Now, I always feel for the apical pulse before ascultating but I would not rely on the count.
Interesting that they are teaching this in nursing school.
Just never came up.
But hey, you live and learn...or practice and learn.
I am anxious to read what other nurses have to say.
s
PS, Miss Becky, I LOVED what you said about theory vs actually doing the job. So true, so true.
and as much as they would like to think they are, Nursing instructors are not God...and many times they are so out of touch with the real world of practice.

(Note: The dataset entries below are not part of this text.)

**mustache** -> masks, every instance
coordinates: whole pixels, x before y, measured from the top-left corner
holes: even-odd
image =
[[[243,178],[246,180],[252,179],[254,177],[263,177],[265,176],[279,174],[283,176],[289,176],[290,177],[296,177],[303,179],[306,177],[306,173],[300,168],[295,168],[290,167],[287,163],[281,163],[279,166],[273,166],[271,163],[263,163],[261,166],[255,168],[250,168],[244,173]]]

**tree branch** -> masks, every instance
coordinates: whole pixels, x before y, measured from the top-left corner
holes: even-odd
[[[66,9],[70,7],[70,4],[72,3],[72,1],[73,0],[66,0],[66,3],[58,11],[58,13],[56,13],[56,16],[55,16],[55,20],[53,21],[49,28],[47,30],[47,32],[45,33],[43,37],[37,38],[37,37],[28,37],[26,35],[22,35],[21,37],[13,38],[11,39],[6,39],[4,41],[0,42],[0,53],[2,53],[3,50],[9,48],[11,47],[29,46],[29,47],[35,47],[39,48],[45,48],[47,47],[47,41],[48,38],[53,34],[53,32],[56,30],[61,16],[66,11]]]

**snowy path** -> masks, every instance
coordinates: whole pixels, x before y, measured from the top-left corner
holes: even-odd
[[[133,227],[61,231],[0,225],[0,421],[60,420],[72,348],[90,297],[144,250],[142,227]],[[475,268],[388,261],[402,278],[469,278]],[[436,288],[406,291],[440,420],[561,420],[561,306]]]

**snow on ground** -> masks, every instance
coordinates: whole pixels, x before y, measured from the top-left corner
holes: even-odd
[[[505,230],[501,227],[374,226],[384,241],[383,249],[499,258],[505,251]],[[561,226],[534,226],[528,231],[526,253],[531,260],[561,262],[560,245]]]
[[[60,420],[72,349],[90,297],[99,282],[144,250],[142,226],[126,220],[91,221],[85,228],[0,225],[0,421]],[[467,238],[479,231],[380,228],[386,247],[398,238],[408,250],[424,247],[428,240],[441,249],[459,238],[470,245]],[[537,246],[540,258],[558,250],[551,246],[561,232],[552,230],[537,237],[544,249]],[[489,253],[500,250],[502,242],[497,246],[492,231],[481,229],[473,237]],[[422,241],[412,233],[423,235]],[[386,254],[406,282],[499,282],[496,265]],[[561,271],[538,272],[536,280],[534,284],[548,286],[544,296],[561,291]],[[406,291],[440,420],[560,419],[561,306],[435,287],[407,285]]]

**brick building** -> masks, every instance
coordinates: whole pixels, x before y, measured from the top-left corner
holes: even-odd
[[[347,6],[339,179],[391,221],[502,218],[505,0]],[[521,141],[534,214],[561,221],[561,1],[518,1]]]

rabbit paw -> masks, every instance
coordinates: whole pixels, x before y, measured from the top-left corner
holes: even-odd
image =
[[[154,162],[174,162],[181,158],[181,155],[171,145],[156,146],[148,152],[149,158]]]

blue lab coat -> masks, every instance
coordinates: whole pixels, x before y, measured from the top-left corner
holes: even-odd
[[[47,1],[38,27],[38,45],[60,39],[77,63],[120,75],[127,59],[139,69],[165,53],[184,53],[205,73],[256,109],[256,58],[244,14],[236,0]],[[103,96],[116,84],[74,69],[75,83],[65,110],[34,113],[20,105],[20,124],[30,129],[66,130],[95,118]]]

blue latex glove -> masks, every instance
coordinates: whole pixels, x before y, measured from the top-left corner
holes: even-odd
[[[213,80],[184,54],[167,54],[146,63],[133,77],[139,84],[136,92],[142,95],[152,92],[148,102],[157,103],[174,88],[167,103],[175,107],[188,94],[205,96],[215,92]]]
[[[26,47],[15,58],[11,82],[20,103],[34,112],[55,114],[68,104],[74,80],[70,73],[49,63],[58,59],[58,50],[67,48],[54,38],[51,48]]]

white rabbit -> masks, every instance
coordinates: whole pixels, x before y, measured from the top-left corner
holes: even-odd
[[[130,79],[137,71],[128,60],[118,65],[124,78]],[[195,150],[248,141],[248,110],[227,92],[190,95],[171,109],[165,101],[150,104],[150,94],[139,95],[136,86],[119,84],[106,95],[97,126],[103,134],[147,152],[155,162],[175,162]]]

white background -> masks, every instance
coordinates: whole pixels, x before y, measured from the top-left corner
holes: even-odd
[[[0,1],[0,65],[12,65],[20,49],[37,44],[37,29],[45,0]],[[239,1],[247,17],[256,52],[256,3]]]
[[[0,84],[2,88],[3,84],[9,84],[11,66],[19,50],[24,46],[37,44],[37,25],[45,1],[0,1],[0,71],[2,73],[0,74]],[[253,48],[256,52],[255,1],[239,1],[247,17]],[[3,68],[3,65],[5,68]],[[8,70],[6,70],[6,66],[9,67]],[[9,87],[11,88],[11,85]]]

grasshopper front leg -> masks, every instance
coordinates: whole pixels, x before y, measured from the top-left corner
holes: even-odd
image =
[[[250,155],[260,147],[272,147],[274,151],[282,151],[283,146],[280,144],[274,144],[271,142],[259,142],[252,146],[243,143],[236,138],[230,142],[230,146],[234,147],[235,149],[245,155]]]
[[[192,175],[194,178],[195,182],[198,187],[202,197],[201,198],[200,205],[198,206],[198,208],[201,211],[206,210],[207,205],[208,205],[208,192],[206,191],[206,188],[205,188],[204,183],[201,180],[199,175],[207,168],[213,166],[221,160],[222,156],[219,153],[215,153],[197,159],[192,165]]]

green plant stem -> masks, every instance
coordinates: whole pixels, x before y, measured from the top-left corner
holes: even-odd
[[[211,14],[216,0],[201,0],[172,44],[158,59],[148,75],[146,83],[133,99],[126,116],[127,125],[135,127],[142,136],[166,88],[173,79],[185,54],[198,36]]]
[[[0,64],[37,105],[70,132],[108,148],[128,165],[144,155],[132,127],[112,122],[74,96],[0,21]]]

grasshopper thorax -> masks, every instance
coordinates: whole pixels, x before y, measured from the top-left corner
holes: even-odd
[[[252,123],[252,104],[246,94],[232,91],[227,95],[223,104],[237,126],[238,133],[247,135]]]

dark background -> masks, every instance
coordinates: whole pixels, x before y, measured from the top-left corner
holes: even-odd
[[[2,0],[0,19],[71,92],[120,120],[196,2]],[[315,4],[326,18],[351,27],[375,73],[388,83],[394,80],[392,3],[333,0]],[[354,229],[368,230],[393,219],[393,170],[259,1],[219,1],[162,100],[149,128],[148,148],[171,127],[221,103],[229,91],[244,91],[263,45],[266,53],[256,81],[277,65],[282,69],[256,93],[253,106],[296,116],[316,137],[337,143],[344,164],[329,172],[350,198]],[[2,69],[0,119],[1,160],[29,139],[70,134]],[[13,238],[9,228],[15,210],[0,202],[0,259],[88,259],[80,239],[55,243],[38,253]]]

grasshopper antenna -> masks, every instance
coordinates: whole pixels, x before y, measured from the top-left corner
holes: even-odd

Ok, bit confused here...you talk about using the same monitor for everybody in this post...are you talking about something like a dinamap? And, if you are giving a BP med..unless it's a beta blocker, why are you counting an apical pulse rate? And honestly, making the statement to "never trust the monitor" like it's gospel, is one of those generalizations I'd have to say you need to back up with some evidence.GilaRN brings up PEA....and says not to ever trust the monitor for a heart rate. I couldn't disagree more...that is where experience, assessment and common sense come into play. I better not be giving BP meds to a pt in PEA....unless it's a med to RAISE bp! At that point, when I've got an unresponsive patient, I'm doing compressions and getting ready to do all kinds of fun things like trying to pace.
You know, stating an absolute like this can be dangerous...what makes patients interesting is that no two are alike. If you can show me data that states I MUST not trust the monitor when I'm doing assessments, then I might believe it. If you want to do this in your practice..that's fine. But doing it just because your instructor said to do it...uh, uh, no way.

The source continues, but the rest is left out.